Nearly four years passed between the release of the Hives’ last album, Veni Vidi Vicious, and the just-released Tyrannosaurus Hives. But the delay wasn’t caused by usual reasons for a young, rising rock band (reasons that usually include some form of over-thinking and/or overindulgence). It’s because Veni didn’t pick up serious momentum until two years after it was first released in 2000, and because the band took their time writing and rehearsing songs for the new album.
However, the recording process itself was very quick. “Recording a song, the basic tracks take like 15 minutes,” singer Howlin’ Pelle Almqvist said.
“[Even] that’s pushing it, though,” guitarist Nicholaus Arson said.
The Hives didn’t want to labor over the songs because they felt the immediacy of their earlier albums, like their 1997 debut, Barely Legal, would be lost if they overworked the new material.
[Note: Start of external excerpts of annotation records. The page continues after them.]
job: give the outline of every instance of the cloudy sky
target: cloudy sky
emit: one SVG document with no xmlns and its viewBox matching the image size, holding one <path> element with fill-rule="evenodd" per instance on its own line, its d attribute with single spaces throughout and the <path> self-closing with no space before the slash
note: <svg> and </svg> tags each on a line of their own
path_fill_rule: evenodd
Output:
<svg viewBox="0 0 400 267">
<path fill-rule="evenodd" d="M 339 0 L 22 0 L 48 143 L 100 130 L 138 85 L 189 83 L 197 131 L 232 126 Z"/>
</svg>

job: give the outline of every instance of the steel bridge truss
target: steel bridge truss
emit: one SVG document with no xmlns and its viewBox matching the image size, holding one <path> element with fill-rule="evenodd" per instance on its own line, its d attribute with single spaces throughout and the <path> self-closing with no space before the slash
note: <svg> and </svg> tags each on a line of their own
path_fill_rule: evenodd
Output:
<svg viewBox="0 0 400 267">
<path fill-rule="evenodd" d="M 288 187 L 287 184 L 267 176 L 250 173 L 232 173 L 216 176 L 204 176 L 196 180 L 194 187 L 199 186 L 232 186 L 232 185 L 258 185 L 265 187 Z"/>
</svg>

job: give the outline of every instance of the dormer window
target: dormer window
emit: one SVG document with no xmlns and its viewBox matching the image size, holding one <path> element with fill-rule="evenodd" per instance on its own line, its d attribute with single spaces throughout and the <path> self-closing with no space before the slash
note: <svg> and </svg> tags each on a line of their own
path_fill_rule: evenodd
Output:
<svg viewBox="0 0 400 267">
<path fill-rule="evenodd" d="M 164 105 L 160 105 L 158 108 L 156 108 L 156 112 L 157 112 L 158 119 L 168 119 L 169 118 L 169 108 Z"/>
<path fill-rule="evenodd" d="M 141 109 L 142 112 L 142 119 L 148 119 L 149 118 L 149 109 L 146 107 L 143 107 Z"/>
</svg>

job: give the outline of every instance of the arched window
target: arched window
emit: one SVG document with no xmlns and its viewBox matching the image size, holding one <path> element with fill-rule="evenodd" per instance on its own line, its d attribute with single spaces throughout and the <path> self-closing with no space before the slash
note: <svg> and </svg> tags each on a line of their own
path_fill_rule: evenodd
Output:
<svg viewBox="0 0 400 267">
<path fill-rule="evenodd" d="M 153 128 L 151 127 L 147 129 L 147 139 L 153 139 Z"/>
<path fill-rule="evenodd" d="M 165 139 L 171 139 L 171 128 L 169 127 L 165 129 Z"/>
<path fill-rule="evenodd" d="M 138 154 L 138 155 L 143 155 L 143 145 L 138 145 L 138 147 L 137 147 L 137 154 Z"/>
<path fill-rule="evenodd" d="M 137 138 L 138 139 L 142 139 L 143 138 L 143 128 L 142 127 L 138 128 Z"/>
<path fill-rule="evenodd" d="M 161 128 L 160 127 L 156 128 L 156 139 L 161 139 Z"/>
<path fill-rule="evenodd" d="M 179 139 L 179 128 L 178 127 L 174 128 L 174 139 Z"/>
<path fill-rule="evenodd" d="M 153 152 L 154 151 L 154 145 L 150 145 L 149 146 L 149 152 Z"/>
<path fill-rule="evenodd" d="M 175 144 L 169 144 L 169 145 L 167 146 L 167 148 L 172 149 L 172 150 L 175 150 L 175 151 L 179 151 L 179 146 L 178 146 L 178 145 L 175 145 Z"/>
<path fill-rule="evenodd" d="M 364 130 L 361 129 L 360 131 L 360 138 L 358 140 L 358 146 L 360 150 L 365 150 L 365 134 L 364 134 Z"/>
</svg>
“There is something about making a debut album that the records you make later don’t have,” Almqvist said. “[On debut albums], you rehearse for a long time and you know all the songs in your muscle-memory and you record them real quickly, because you don’t have the budget to be in the studio. So basically, we decided that was the way to do it.”
Recording in the band’s hometown of Fagersta, Sweden — a small industrial city about a hundred miles northwest of Stockholm — also helped them to keep things real. There, even the people who recognize them aren’t impressed by the budding stars.
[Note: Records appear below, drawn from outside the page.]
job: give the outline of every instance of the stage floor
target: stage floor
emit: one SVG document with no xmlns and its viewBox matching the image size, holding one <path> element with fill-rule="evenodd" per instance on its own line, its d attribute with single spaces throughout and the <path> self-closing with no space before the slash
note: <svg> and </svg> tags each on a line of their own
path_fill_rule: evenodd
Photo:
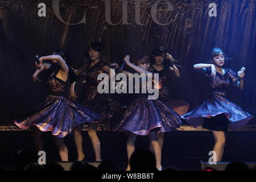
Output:
<svg viewBox="0 0 256 182">
<path fill-rule="evenodd" d="M 226 143 L 223 161 L 256 162 L 256 126 L 247 125 L 236 131 L 226 133 Z M 22 148 L 33 148 L 33 140 L 29 130 L 20 130 L 14 126 L 2 126 L 0 131 L 0 166 L 14 168 L 14 158 Z M 182 129 L 182 130 L 181 130 Z M 82 131 L 85 161 L 93 161 L 94 156 L 90 140 L 86 131 Z M 102 159 L 115 163 L 120 170 L 127 165 L 126 136 L 122 133 L 99 131 Z M 49 132 L 43 134 L 44 150 L 51 161 L 59 161 L 56 148 Z M 72 134 L 65 138 L 69 150 L 69 160 L 77 158 Z M 201 161 L 208 162 L 208 153 L 214 140 L 212 133 L 201 127 L 196 129 L 183 125 L 179 131 L 165 134 L 162 150 L 163 167 L 174 166 L 181 170 L 199 170 Z M 136 148 L 148 148 L 147 136 L 138 136 Z"/>
</svg>

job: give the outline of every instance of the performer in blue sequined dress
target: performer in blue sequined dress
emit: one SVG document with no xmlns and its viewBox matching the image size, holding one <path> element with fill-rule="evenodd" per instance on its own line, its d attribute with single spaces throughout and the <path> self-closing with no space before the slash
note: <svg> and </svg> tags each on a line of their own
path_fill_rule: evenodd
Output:
<svg viewBox="0 0 256 182">
<path fill-rule="evenodd" d="M 238 76 L 241 80 L 237 84 L 243 89 L 245 73 L 237 73 L 222 67 L 227 60 L 226 54 L 219 48 L 214 48 L 209 64 L 197 64 L 194 68 L 204 74 L 209 84 L 210 94 L 208 100 L 181 118 L 194 127 L 203 125 L 203 127 L 212 130 L 216 140 L 213 151 L 216 152 L 216 161 L 221 160 L 225 143 L 224 131 L 228 130 L 228 122 L 232 129 L 245 125 L 253 115 L 226 98 L 226 90 Z"/>
</svg>

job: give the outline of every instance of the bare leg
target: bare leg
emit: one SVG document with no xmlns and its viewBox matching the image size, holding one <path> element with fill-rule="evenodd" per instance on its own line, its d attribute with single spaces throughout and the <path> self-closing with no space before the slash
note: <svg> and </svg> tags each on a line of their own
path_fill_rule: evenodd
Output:
<svg viewBox="0 0 256 182">
<path fill-rule="evenodd" d="M 154 152 L 155 153 L 156 168 L 159 171 L 162 170 L 161 158 L 162 151 L 159 143 L 158 142 L 158 133 L 156 131 L 150 131 L 149 134 L 150 143 L 152 144 Z"/>
<path fill-rule="evenodd" d="M 35 147 L 38 152 L 44 150 L 44 145 L 42 138 L 42 133 L 36 126 L 33 126 L 32 127 L 32 136 L 34 138 Z"/>
<path fill-rule="evenodd" d="M 80 126 L 74 130 L 74 139 L 77 151 L 77 161 L 82 161 L 84 158 L 84 151 L 82 150 L 82 136 L 81 133 L 82 126 Z"/>
<path fill-rule="evenodd" d="M 88 127 L 88 135 L 90 138 L 94 150 L 95 160 L 101 161 L 101 142 L 97 135 L 97 123 L 91 123 Z"/>
<path fill-rule="evenodd" d="M 62 161 L 68 161 L 68 150 L 64 142 L 63 138 L 53 136 L 53 140 L 59 151 Z"/>
<path fill-rule="evenodd" d="M 134 152 L 135 142 L 137 137 L 137 135 L 135 134 L 132 132 L 129 133 L 126 143 L 127 155 L 128 157 L 128 166 L 127 167 L 126 171 L 130 170 L 130 159 L 131 158 L 131 156 L 133 152 Z"/>
<path fill-rule="evenodd" d="M 163 144 L 164 142 L 164 133 L 158 131 L 158 142 L 159 143 L 160 147 L 163 148 Z M 152 144 L 151 143 L 150 143 L 150 151 L 154 154 L 154 150 L 153 148 L 152 148 Z"/>
<path fill-rule="evenodd" d="M 224 146 L 226 141 L 225 133 L 224 131 L 212 131 L 215 138 L 215 144 L 213 147 L 213 151 L 216 152 L 216 162 L 221 161 Z"/>
<path fill-rule="evenodd" d="M 159 144 L 161 150 L 163 148 L 163 142 L 164 138 L 164 133 L 159 131 L 158 133 L 158 142 Z"/>
</svg>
“People pretty much mind their own business [in Fagersta],” Almqvist said. “They know about us because they read about us in the paper, but it’s more like, ’That’s the guy I beat up in the third grade? And he’s a big rock star?'”
Still, Tyrannosaurus Hives does feature a raft of new influences, including ’50s rock, ’60s psychedelia and ’80s new wave (see “Hives Album Preview: Out Of The Garage, Into The Laboratory” ). “We like Devo,” Arson said, “and the more mechanical [sound] is kind of what we wanted to achieve on this record. You know, Devo and Kraftwerk and, to some extent, even the Stooges have that nagging beat, but it’s kind of mechanical and with guitars.”
The Hives also come close to making a political statement with the album’s first single, “Walk Idiot Walk.” It could be about President George Bush — but is it really?
“It’s kind of adaptable to your own imagination,” Almqvist said. “It’s mostly about the fact that people with the ambition to get [into] a powerful position, that doesn’t necessarily mean that they’re able to handle it in a good way. Teachers who can’t teach and leaders who can’t lead — that’s the regular sort of punk rock theme, I guess.”
But those minor stylistic departures are about as far as the Hives plan to wander from their carefully constructed blueprint.
“This band [wasn’t] built for us to stretch out and show artistic ambitions,” Almqvist said. “This is more like something we invented because this is what we think should be done, and this is the way we’re going to do it.”